The icing on this cake really is Einstein’s views on the emphasis on general ability rather than specialized knowledge, a distinction which is more important than ever in our age of narrow specialization.
“I want to oppose the idea that the school has to teach directly that special knowledge and those accomplishments which one has to use later directly in life. The demands of life are much too manifold to let such a specialized training in school appear possible. Apart from that, it seems to me, moreover, objectionable to treat the individual like a dead tool. The school should always have as its aim that the young man leave it as a harmonious personality, not as a specialist. This in my opinion is true in a certain sense even for technical schools, whose students will devote themselves to a quite definite profession. The development of general ability for independent thinking and judgement should always be placed foremost, not the acquisition of special knowledge. If a person masters the fundamentals of his subject and has learned to think and work independently, he will surely find his way and besides will better be able to adapt himself to progress and changes than the person whose training principally consists in the acquiring the detailed knowledge.”
One might argue that it’s the failure to let young people leave college as ‘harmonious personalities’ rather than problem-solvers that leads to a nation of technocrats and operational specialists of the kind that got the United States in the morass of Vietnam, for instance. A purely problem-solving outlook might enable a young person to get a job sooner and solve narrowly defined problems, but it will not lead them to look at the big picture and truly contribute to a productive and progressive society.

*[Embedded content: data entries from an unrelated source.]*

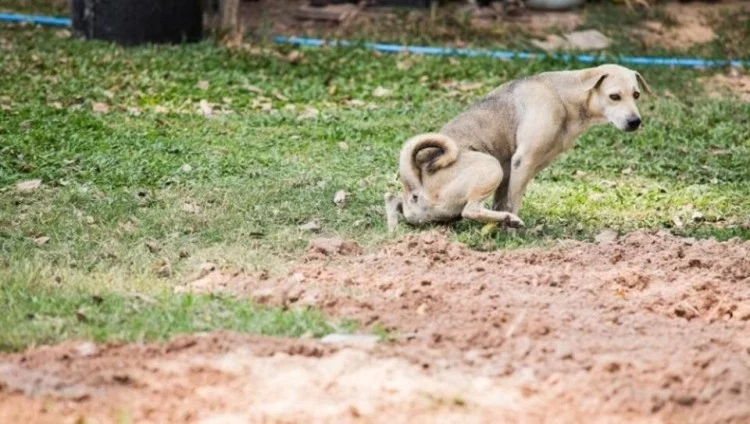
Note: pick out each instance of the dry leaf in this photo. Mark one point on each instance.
(153, 246)
(40, 241)
(469, 86)
(28, 186)
(254, 89)
(677, 221)
(382, 92)
(309, 113)
(280, 96)
(403, 65)
(191, 208)
(294, 57)
(313, 226)
(339, 199)
(205, 108)
(98, 107)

I find Einstein’s words relevant today because the world of 2018 in some sense resembles the world of 1931. Just like it did because of the Great Depression then, mass unemployment because of artificial intelligence and automation is a problem looming on the short horizon. Just like it had in 1931, authoritarian thinking seems to have taken root in many of the world’s governments. The specialization of disciplines has led colleges and universities to increasingly specialize their own curricula, so that it is now possible for many students to get through college without acquiring even the rudiments of a liberal arts education. C. P. Snow’s ‘Two Cultures’ paradoxically have become more entrenched, even as the Internet presumably promised to break down barriers between them. Meanwhile, political dialogue and people's very world-views across the political spectrum have gotten so polarized on college campuses that certain ideas are now being rejected as biased, not based on their own merits but on some of their human associations.
These problems are all challenging and require serious thinking and intervention. There are no easy solutions to them, but based on Einstein’s words, our best bet would be to inculcate a generation of men and women and institutional structures that promote flexible thinking, dialogue and cooperation, and an open mind. We owe at least that much to ourselves as a supposedly enlightened species.